First off, understand that I’m not that strong when it comes to XML. I get what it is, I understand the basic structure, but wrangling it isn’t something I’ve had to do a lot of. As a result, I’m still very much a newbie with XPath and XQuery. I understand nodes and properties, but then it starts to get muddy. Just a disclaimer before we get to far into this.
.NET, and by extension Powershell, has an XML data type. This is useful because query plans are XML documents, whether we save them off or stored in the plan cache. So it’s a fairly simply matter to suck a query plan into an XML variable:
[xml]$plan=(gc SomeSQLQuery.sqlplan)
From here, we can start browsing through our plan using the dot notation to parse the plan. The query plan itself is going to be found under the ShowPlanXML node. Under that, there’s a fairly complex layout that you can really dig into by looking at the full schema documentation. Suffice to say, if we want to see the SQL text from the query, we’d need to look at:
$plan.ShowPlanXML.BatchSequence.batch.Statements.StmtSimple.StatementText
That’s a lot of drilldown! What’s worse is, if we wanted to started finding specific operators, we would quickly get lost in a recursive arrangement of RelOp nodes and actual operators. So if we want to extract something useful out of the XML, we need to leverage XPath using the .SelectNodes() method of the XML data. The only problem here is that, for some reason, the namespace that is contained within the plan confuses any calls using .SelectNodes(). To get around this, I basically ripped out the namespace so that the defaults can be used:
[xml]$plan=(gc SomeSQLQuery.sqlplan) -replace 'xmlns="http://schemas.microsoft.com/sqlserver/2004/07/showplan"'
At this point, I can now start using XPath to analyze my query plan.
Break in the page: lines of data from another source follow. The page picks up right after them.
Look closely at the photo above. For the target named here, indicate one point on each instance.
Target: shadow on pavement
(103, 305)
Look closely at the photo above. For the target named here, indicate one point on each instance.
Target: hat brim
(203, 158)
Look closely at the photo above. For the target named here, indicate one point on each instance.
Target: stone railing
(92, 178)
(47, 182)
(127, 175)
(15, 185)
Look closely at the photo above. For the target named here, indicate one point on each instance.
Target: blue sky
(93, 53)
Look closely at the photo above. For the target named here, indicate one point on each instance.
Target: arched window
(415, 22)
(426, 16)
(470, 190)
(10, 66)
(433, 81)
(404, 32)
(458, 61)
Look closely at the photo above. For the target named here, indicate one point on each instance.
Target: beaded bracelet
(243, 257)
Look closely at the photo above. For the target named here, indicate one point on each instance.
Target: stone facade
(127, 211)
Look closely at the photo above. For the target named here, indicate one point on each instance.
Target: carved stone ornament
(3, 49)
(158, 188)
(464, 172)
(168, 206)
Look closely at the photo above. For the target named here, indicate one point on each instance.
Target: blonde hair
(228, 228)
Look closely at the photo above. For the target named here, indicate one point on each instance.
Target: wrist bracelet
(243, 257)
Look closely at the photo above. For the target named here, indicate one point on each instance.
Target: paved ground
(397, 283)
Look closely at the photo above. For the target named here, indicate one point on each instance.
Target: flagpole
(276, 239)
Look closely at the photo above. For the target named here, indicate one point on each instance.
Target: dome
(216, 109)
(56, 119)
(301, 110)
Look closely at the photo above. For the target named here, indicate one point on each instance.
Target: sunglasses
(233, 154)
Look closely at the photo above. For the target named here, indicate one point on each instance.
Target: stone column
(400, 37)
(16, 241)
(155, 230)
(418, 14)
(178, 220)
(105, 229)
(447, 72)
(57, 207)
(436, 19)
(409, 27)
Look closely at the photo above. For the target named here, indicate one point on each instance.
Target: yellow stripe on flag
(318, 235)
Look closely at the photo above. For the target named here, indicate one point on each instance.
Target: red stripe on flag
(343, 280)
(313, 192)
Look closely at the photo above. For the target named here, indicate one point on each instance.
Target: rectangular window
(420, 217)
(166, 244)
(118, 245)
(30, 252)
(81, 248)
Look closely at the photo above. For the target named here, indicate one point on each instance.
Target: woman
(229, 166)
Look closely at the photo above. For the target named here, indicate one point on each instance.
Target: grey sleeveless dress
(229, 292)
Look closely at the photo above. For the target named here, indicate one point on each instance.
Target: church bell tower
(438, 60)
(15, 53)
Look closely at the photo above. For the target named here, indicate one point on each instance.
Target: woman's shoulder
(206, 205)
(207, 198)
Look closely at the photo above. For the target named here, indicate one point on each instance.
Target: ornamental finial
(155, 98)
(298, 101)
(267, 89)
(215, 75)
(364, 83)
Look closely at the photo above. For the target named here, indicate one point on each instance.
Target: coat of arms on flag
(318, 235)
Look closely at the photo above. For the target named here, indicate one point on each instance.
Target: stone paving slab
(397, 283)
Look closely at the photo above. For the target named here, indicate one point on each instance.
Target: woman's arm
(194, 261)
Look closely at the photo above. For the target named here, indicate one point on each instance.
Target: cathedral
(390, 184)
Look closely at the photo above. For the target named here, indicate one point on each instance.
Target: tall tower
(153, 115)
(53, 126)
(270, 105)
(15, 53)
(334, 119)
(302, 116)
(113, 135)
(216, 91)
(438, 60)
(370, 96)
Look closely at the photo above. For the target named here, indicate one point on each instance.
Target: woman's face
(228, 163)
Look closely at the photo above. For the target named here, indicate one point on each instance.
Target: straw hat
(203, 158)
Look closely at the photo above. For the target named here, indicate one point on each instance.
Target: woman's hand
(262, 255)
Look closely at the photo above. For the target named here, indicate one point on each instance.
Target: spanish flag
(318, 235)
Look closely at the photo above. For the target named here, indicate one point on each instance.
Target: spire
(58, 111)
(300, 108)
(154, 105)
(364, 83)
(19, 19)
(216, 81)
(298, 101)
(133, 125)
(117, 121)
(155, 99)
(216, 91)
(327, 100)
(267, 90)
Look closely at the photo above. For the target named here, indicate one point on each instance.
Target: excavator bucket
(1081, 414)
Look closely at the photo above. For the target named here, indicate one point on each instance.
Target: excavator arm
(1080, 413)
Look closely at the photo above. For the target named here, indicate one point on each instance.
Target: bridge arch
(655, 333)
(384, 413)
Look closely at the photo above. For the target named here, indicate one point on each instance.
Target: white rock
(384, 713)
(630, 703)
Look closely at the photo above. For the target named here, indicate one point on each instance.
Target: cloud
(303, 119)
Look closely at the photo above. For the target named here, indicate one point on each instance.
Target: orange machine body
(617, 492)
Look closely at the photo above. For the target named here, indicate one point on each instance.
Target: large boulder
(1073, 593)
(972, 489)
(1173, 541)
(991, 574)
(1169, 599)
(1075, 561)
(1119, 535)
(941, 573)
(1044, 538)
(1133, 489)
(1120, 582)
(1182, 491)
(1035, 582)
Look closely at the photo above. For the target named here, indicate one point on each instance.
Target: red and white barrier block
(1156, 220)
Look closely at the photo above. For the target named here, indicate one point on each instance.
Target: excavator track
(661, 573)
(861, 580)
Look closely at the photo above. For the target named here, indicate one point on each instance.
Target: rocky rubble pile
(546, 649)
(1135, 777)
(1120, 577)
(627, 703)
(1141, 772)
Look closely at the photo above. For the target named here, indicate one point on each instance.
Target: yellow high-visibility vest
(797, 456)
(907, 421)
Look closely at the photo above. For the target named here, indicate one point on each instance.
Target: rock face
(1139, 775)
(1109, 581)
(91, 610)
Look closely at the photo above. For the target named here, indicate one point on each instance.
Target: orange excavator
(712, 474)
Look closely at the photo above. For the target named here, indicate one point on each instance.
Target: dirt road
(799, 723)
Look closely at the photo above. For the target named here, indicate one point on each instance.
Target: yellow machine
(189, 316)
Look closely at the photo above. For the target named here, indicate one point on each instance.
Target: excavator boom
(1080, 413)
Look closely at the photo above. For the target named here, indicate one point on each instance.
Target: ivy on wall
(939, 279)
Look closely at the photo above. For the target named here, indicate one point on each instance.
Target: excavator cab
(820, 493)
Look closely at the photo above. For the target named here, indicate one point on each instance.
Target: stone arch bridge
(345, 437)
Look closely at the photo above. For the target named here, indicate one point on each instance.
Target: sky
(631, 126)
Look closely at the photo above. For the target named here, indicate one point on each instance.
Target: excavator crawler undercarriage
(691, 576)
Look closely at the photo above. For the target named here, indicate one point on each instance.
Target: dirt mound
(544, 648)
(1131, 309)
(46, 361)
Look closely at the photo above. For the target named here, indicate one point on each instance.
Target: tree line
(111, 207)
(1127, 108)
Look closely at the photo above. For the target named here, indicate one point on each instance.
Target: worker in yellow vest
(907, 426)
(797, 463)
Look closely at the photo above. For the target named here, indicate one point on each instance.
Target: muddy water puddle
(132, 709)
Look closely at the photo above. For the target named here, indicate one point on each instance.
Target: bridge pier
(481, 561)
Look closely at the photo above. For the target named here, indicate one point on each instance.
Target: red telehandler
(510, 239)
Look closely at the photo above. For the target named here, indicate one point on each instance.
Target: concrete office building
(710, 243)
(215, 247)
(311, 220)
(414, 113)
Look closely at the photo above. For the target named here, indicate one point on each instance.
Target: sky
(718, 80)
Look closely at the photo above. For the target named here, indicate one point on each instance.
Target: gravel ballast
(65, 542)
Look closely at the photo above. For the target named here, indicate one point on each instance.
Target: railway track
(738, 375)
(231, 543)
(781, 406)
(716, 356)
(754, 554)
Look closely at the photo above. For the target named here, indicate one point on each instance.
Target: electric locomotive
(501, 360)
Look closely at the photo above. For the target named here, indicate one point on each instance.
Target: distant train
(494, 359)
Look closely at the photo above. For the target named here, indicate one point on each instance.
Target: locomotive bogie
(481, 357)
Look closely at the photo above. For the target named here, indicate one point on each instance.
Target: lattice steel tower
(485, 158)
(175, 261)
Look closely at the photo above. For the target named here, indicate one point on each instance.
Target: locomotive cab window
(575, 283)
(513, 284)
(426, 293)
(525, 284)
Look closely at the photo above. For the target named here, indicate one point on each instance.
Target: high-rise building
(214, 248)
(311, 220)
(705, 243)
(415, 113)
So if I wanted to pull up all my table scans:
$plan.SelectNodes('//TableScan/Object') | ft
Or, if I wanted to get all my table or index scans:
$plan.SelectNodes('//*[contains(name(),"Scan")]/Object') | ft
And so and so forth.
Now, what does this get me? At this point, I’m not sure. I started down this road after seeing Jason Strate’s(@StrateSQL) presentation on shredding the plan cache with T-SQL. My thought process was that this might be an easier way to dissect the plan cache for useful information. In a way, I was right, because it was a little easier to grasp, but it also seems like it’s the long way around the horn to get at that information. I’ll continue to poke at it and see what I can coax out of it.
Mike, was digging into some SSISDB 2012 stuff and came across this.
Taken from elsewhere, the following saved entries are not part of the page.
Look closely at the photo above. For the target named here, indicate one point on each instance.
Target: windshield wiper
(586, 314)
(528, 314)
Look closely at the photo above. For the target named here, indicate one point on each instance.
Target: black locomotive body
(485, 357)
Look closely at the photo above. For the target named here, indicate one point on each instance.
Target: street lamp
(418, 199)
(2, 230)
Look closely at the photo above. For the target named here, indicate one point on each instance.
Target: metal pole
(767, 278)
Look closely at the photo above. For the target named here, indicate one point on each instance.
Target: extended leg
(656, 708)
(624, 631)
One thing that this approach would be really handy for – SSISDB 2012. Pull out the blob from SSISDB, unzip the DTS file via powershell into a variable, then shred to pull out the details. Obviously a lot of it is exposed inside SQL via job details, but this might allow you to view the package directly, which is hard to do otherwise.
We’ll see if that’s a worthwhile approach.